The pope moves to police AI

The pope moves to police AI

The Vatican is racing to build digital defenses for the artificial intelligence era — and quietly positioning itself as a global referee of what's real.

Why it matters: The Holy See is moving faster than most other legacy institutions to shape rules and guardrails in verifying reality, with urgency that's unfolding amid unusual geopolitical and digital clashes.

  • The Vatican has stepped up cybersecurity partnerships and AI oversight efforts, blending defense with diplomacy and ethics.
  • It has implemented formal AI guidelines and monitoring structures inside Vatican City.
  • Church leaders are increasingly warning about a "crisis of truth" driven by AI-generated content, something the late Pope Francis addressed before his passing.
  • Zoom in: In February, Leo XIV told priests not to use AI to write homilies or to seek "likes" on social media platforms like TikTok, per the National Catholic Reporter.

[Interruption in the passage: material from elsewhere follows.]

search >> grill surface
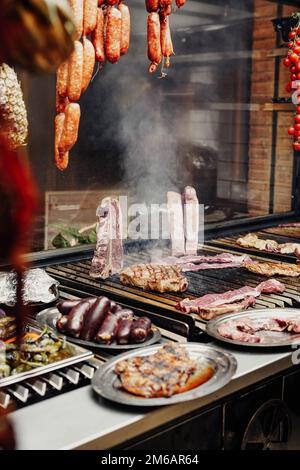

  • "To give a true homily is to share faith," and AI "will never be able to share faith," the pope said during a question-and-answer session with clergy from the Diocese of Rome.
  • The Vatican last year also issued one of the world's first state-level AI frameworks, requiring systems to be ethical, transparent and human-centered.
  • The policy explicitly states technology must "never overtake or replace human beings" and must serve human dignity.
  • The guidelines also prohibit AI uses that could manipulate people, discriminate or threaten security, and require safeguards around data and institutional integrity.

    State of play: The push has fueled speculation — especially online — that the Vatican could build a kind of "truth engine," a system to authenticate information or arbitrate reality.

  • There's no public evidence that such a tool exists.
  • But the idea reflects something real: the Vatican is emerging as a moral and institutional counterweight to AI-driven misinformation, even as it moves cautiously on the technology itself.
  • What they're saying: "Insofar as (AI) promotes and uplifts humans, it's good. But it also has the potential for degrading human dignity," Thomas Ryan, a theology professor at Loyola University New Orleans, tells Axios.

  • Ryan said the Vatican is concerned about what AI is doing to humans and to creation, like the divide between the haves and have-nots.
  • "Obviously, they're very worried about fake news … the degree of faking people's voices and videos has increased exponentially," Andrew Chesnut, Virginia Commonwealth University's Catholic studies chair, tells Axios.
  • Chesnut said the Vatican's approach is cautious and a deliberate effort to set limits despite the buzz.
  • The bottom line: The Vatican can't control AI, but it's trying to shape who controls truth in an AI-driven world.

  • As governments and tech companies struggle to keep up, the Vatican is betting moral authority can still compete with machine power.